Anyway, the project’s name aside, DART is a smashing success and something which humankind should have been working on since the dawn of the space age. Ever since we finally understood what caused those craters on the moon (which took longer than you might expect) and the Alvarez hypothesis explained what caused the Cretaceous-Paleogene mass extinction, scientists and engineers have realized that humankind needs a proper planetary defense system to protect us from meteors, bolides, comets, space shards, and whatever cosmic flotsam and jetsam has been drifting around out there waiting to wreck us the same way the poor dinosaurs got creamed.

“Grawwwwwr! Why did we spend so much on stock buybacks and so little on basic science?”

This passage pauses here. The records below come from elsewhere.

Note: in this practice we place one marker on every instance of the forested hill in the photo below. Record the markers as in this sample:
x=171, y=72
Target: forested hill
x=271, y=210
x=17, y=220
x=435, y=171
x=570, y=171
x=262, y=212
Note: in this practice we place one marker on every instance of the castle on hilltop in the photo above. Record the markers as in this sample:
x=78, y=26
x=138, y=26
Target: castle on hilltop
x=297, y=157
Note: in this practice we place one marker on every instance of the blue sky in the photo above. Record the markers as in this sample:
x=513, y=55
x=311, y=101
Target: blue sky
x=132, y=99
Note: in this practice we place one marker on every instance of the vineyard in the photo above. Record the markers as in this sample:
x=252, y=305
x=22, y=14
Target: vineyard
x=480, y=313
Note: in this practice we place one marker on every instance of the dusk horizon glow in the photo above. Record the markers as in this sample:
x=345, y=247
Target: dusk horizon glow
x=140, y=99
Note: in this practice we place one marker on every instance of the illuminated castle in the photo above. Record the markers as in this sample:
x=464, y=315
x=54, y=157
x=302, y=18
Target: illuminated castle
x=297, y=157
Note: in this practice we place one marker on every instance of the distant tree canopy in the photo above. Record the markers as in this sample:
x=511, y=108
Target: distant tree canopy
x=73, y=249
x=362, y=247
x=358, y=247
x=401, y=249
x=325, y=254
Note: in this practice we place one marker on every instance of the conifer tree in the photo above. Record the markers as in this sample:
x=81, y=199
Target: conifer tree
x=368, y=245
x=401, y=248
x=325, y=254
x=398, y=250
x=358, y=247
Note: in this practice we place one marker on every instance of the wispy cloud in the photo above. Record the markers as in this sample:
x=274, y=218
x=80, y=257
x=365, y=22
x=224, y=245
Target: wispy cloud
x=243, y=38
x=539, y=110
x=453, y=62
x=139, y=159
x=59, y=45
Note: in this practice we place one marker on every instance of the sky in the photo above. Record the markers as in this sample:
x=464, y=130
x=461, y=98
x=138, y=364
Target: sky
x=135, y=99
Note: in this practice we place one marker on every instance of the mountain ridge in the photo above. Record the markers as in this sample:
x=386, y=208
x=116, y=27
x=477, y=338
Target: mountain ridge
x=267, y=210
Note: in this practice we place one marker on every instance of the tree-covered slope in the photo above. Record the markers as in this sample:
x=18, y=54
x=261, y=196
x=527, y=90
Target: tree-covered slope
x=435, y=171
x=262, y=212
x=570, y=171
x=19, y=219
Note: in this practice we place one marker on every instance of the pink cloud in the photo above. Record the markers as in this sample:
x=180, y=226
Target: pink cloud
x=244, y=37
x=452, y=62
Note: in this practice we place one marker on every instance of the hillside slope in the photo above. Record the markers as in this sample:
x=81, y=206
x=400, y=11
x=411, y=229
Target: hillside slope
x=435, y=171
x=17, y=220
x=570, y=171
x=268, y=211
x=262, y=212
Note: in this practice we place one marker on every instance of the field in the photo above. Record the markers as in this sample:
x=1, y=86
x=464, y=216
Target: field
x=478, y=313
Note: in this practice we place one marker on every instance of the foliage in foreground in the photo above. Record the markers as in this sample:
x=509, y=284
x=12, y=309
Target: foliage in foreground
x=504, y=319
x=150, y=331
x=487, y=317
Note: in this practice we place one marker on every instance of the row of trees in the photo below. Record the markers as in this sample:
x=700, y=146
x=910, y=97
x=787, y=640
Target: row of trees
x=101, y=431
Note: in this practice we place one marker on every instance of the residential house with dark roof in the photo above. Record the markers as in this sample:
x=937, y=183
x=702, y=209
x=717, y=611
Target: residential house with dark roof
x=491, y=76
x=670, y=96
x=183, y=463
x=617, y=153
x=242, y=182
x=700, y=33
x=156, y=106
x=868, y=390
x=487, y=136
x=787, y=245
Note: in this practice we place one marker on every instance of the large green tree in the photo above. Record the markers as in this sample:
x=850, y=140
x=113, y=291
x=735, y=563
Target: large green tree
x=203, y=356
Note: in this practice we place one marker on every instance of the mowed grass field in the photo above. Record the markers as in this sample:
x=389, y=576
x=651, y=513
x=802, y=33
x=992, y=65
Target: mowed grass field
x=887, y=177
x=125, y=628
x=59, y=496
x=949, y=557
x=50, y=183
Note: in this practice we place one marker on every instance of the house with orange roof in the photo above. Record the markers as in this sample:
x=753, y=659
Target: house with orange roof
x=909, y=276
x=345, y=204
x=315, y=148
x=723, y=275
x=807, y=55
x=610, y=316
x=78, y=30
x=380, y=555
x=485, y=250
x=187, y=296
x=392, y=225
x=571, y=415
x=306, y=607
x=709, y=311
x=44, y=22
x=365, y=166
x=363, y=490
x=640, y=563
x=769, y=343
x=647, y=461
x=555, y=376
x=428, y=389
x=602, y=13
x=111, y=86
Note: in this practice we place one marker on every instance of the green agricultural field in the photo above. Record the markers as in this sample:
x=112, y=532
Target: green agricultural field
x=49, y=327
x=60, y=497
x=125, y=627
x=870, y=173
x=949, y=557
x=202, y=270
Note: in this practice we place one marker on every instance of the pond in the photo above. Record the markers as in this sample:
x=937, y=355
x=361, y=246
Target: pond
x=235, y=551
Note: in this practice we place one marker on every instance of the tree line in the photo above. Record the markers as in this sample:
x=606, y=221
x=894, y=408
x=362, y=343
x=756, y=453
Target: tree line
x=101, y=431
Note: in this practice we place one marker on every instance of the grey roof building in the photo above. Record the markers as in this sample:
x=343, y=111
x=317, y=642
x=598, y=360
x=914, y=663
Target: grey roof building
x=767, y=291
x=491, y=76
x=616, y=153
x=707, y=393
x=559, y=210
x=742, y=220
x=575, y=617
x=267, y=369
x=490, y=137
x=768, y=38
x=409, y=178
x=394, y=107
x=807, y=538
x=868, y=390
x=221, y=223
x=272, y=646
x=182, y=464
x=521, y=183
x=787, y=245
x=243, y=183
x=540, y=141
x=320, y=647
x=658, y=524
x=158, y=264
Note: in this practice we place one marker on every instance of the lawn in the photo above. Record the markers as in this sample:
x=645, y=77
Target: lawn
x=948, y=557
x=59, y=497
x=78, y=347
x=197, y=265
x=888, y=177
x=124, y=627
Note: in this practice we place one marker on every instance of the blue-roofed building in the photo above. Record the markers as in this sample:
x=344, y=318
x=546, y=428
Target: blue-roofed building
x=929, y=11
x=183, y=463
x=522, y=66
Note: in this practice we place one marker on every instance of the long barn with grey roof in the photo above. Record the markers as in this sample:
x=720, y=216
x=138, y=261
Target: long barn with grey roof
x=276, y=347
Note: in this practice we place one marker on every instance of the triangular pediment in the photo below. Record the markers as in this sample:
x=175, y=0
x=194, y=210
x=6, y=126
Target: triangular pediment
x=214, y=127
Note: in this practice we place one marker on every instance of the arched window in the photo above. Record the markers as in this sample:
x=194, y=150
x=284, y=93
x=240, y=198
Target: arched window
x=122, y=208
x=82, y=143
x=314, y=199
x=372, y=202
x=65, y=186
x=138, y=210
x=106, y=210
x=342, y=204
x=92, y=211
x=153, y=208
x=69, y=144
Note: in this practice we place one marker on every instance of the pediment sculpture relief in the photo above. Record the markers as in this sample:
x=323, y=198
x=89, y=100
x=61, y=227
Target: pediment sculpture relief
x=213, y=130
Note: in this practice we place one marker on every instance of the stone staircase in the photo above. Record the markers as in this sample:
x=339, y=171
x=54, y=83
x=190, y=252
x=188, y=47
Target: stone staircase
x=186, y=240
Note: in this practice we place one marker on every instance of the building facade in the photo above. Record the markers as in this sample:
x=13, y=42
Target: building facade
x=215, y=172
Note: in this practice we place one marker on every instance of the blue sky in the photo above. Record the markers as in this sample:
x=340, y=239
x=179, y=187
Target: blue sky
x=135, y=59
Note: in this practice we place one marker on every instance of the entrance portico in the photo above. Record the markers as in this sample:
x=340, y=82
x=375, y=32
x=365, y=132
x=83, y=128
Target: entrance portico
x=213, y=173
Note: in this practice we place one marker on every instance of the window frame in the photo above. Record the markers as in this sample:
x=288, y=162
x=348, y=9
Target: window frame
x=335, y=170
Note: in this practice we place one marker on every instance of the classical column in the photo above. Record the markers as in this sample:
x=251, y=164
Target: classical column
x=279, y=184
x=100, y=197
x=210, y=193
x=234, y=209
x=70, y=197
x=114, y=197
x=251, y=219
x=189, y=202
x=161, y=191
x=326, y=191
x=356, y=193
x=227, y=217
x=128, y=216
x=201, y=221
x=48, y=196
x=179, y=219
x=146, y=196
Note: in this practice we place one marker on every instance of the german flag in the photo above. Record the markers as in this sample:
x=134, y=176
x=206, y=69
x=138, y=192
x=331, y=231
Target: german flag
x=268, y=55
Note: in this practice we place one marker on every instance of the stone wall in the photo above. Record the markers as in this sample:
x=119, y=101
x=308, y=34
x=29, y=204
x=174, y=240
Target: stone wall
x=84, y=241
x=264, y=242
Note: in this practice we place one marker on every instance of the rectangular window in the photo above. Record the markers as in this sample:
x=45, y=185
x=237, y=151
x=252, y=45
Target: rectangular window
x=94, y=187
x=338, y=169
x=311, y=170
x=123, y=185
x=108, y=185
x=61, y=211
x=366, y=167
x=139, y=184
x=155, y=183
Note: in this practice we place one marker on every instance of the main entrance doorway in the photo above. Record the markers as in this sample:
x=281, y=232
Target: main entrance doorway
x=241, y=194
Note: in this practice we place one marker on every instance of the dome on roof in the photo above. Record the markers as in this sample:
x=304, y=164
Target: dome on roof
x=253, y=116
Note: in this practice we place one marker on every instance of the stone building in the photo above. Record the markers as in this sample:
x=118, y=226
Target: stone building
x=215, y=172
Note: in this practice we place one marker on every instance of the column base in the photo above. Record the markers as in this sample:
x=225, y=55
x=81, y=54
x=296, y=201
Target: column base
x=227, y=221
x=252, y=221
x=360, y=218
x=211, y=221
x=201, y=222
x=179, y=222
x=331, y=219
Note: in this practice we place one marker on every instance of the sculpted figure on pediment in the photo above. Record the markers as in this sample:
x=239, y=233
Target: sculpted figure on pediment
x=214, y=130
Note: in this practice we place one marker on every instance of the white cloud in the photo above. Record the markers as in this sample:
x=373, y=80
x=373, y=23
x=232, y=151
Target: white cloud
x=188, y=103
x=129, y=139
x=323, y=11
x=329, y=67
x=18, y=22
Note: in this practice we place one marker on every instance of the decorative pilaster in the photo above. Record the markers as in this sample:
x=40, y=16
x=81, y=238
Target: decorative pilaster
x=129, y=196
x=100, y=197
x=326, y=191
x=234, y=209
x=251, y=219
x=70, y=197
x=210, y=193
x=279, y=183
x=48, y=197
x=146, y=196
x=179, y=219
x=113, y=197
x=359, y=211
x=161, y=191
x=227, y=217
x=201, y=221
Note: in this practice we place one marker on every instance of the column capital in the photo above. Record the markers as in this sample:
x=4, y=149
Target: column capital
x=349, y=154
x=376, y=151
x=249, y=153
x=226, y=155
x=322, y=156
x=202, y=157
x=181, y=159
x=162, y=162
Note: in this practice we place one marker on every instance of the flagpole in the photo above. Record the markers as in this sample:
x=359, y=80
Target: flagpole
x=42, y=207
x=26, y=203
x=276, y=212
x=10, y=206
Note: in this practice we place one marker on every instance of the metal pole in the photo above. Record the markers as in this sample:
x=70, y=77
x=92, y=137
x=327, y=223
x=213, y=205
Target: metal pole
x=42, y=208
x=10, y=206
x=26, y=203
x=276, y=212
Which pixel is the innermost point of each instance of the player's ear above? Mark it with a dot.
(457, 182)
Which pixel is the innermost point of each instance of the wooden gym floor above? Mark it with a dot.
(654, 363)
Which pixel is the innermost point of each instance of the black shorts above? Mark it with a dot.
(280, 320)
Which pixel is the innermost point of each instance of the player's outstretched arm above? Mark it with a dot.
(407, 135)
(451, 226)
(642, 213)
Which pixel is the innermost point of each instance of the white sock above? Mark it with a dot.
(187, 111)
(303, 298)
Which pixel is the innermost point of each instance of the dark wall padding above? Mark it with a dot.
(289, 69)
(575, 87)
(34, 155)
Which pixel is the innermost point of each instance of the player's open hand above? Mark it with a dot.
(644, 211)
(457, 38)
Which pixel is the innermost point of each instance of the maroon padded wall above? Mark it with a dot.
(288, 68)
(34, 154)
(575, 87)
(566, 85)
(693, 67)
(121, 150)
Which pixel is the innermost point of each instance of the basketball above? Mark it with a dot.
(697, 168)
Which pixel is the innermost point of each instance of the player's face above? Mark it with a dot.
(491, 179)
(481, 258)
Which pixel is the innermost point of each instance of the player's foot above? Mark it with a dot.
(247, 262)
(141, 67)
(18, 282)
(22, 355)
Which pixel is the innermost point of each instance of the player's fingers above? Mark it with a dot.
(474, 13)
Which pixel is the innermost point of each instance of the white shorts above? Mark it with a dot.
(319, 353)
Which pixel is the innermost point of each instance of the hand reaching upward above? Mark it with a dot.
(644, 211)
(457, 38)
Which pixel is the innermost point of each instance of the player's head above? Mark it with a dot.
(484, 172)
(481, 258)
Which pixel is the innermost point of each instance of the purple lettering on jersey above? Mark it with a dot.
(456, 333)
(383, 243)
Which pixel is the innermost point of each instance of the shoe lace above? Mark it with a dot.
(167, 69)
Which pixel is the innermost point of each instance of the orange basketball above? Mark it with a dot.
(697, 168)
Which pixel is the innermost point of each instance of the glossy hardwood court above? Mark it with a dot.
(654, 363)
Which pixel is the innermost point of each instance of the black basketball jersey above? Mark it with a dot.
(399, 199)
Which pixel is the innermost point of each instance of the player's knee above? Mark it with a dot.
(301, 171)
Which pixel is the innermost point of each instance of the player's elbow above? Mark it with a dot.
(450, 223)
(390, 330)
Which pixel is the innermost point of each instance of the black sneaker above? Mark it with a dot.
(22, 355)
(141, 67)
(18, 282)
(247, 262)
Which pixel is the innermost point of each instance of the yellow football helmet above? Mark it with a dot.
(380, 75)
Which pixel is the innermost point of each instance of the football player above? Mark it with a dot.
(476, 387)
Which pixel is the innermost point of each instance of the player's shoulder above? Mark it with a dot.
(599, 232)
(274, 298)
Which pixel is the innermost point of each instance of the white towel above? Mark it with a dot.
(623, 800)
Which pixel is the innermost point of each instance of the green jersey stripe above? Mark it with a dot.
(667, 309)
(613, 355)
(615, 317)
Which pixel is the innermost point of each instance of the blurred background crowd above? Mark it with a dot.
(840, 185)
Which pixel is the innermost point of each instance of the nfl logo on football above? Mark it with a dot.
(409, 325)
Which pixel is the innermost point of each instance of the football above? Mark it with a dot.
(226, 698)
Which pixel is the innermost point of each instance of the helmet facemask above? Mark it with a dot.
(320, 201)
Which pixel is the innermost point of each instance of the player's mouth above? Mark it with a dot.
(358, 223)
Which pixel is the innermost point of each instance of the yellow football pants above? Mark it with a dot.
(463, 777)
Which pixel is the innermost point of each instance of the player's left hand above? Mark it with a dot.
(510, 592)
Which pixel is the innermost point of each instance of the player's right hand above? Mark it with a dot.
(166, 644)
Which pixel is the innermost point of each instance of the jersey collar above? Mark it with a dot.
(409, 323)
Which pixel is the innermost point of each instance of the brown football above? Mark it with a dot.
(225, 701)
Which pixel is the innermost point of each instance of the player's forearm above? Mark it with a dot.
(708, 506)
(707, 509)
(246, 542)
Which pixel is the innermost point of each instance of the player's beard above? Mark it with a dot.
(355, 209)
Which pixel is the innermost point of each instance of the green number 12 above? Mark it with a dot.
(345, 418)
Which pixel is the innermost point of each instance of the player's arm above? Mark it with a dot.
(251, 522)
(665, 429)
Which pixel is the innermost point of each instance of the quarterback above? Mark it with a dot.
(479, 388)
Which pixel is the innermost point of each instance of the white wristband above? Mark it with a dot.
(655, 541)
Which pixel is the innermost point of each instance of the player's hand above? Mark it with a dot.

Although some previous asteroid and comet exploration missions have edged towards testing the behaviors of space objects subjected to manmade impacts and forces, the DART mission was designed specifically for the purpose of finding out about such things. Back in November of 2021 NASA launched a 610 kilogram impactor spacecraft to crash into Dimorphos (a tiny asteroid which orbits the larger asteroid Didymos). On September 26 (2022) the impactor crashed into Dimorphos as the Italian mini-satellite LICIACube looked on (as did many of our best telescopes).

Here is a NASA schematic which explains the mission (and its hypothesized outcome) far better than I could.

Of course in the grand scheme of things 610 kilograms is not very much mass–although a 610 kilogram (1340 lb) linebacker smashing into you would probably wreck your day–especially if he was running 6.6 kilometers per second (15,000 miles per hour) which was the closing velocity of the projectile and Dimorphos. Indeed, the Hubble and Webb space observatories were both keeping an eye on the collision and the results were pretty explosive.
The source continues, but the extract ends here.